IDXChannel - SKK Migas dengan kontraktor kontrak kerja sama (KKKS) berkomitmen meningkatkan nilai tambah produksi gas, salah satunya dengan cara zero routine flaring dan optimisasi penggunaan fuel gas.
Deputi Eksploitasi SKK Migas Wahju Wibowo dalam Rapat Kerja Produksi, Metering, dan Pemeliharaan Fasilitas 2024 di Jakarta pekan ini menyampaikan bahwa saat ini pihaknya mempunyai program konversi penggunaan fuel gas menjadi pasokan listrik yang berasal dari PLN untuk sistem penggerak di Kilang LNG Bontang.
“Jika langkah ini bisa direalisasikan, maka fuel gas yang digunakan di Kilang LNG Bontang yang mencapai 32 MMSCFD bisa dimanfaatkan dan dikomersialisasikan dalam bentuk gas pipa maupun dikonversi lebih lanjut yang memiliki nilai tambah seperti LNG”, ujarnya dalam keterangan pers pada Jumat (7/6/2024).
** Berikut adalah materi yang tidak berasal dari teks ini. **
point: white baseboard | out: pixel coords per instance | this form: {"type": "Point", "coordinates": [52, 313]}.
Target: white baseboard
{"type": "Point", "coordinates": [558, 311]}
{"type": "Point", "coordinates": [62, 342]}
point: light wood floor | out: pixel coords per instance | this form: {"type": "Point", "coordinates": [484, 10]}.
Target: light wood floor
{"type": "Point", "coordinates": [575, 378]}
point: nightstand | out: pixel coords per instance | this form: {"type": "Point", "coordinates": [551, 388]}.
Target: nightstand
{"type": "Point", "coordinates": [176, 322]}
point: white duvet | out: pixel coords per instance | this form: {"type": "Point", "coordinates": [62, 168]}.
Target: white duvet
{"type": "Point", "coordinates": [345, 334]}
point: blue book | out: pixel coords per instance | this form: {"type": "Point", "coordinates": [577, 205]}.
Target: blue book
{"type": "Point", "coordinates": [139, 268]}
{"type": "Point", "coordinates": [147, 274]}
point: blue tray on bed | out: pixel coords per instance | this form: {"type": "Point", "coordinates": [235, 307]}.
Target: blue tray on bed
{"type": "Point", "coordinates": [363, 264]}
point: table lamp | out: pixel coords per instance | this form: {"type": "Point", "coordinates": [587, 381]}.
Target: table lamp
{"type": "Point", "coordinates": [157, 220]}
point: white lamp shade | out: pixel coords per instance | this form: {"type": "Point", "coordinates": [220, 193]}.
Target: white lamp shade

Namun, Wahju menyampaikan bahwa proses konversi fuel gas menjadi pasokan listrik dari PLN tidak mudah, tetapi optimis untuk dapat direalisasikan. Salah satu tantangannya adalah kebutuhan daya untuk hulu migas lebih tinggi dibandingkan kapasitas daya yang dimiliki oleh PLN saat ini sehingga tentu perlu investasi peralatan/fasilitas operasi dari sisi PLN. Dia menegaskan bahwa yang tidak kalah pentingnya adalah memastikan ketersediaan pasokan listrik PLN agar 100% reliable dan dijamin tidak ada sama sekali pemadaman.
Sementara itu, saat ini terdapat 370 flare gas stack nasional dengan total volume flare gas sebesar 207 MMSCFD dengan komposisi Metana (C1) sebesar 72,55% dan impurities CO2 sebesar 7,33%. Beberapa KKKS memiliki volume flare gas cukup besar seperti Pertamina EP, Pertamina Hulu Mahakam, BP Berau dan Pertamina EP Cepu. Begitu pula volume penggunaan fuel gas untuk own use serta gas impurities. Hal ini menjadi tantangan bagi SKK Migas dan KKKS untuk mencapai target zero routine flaring sebelum 2030 maupun optimisasi penggunaan fuel gas yang diantaranya mengganti fuel gas dengan listrik yang berasal dari PLN.